What vibe coding is
A workflow where you describe what you want in plain language to an LLM, accept whatever code it generates, and iterate by prompting when something breaks. No upfront architecture, no specs, no tests, no review — just vibes.
Karpathy coined the term in early 2024 to describe building tiny apps in an afternoon. It went viral because it's real — for personal tools and one-off prototypes, vibe coding works.
Why it doesn't scale
Vibe coding breaks at the boundary between "code I'm playing with" and "code anyone else depends on":
- No architectural coherence — every prompt invents new patterns; the codebase has no consistent style after a week
- Security holes the model writes that look plausible to a non-expert
- Tests that pass for the wrong reasons (model writes the test to match the code, not the spec)
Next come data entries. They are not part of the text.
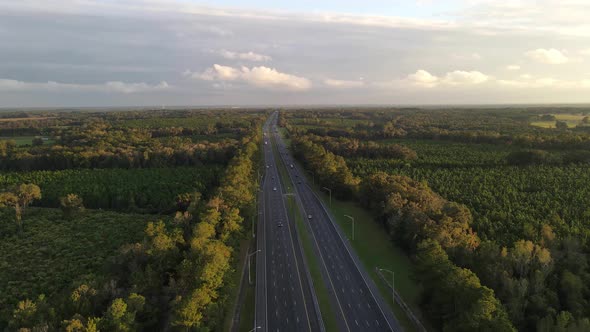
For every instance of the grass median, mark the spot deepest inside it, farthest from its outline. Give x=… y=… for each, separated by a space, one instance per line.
x=375 y=249
x=321 y=291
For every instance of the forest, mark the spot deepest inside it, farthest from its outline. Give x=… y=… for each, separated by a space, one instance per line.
x=491 y=207
x=124 y=220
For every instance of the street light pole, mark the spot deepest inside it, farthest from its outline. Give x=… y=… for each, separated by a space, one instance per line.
x=351 y=218
x=392 y=283
x=312 y=176
x=250 y=255
x=330 y=191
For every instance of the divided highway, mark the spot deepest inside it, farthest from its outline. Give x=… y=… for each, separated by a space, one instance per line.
x=284 y=297
x=355 y=298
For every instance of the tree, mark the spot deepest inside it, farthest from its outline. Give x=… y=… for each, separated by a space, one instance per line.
x=71 y=205
x=37 y=141
x=27 y=193
x=561 y=124
x=19 y=198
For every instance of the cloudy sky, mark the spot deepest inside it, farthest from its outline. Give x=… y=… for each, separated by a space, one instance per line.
x=284 y=52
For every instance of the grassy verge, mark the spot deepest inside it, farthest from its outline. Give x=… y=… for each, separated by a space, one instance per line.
x=375 y=249
x=234 y=280
x=321 y=291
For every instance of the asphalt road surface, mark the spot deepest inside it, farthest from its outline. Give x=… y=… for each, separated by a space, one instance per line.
x=284 y=299
x=355 y=297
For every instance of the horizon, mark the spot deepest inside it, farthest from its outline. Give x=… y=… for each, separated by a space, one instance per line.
x=154 y=52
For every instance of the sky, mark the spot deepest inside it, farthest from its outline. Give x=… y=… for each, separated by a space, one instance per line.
x=71 y=53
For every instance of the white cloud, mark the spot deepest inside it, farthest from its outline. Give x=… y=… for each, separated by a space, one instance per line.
x=423 y=78
x=258 y=76
x=250 y=56
x=545 y=82
x=111 y=86
x=549 y=56
x=458 y=77
x=344 y=84
x=467 y=57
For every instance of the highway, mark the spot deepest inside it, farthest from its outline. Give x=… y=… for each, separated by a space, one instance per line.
x=284 y=296
x=354 y=297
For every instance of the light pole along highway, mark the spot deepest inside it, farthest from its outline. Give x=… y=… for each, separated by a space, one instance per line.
x=354 y=296
x=351 y=218
x=284 y=297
- Refactors get exponentially harder because nobody understands what's there
- Onboarding any other engineer is impossible — there's no shared mental model
The production replacement
You still use AI heavily. The difference is structure:
- Specs before code-gen (one-page scope, not vibes)
- Tests written before implementation when it matters
- Human-bound architectural decisions
- Code review on every PR, including (especially) AI-generated code
- Convention files (CLAUDE.md, AGENTS.md) so the model matches your style
When vibe coding is fine
Personal scripts. Hackday prototypes. Throwaway demos. The internal tool nobody else will ever touch. Code where being wrong is cheap.
When it's not fine: anything you'd ship to a paying customer.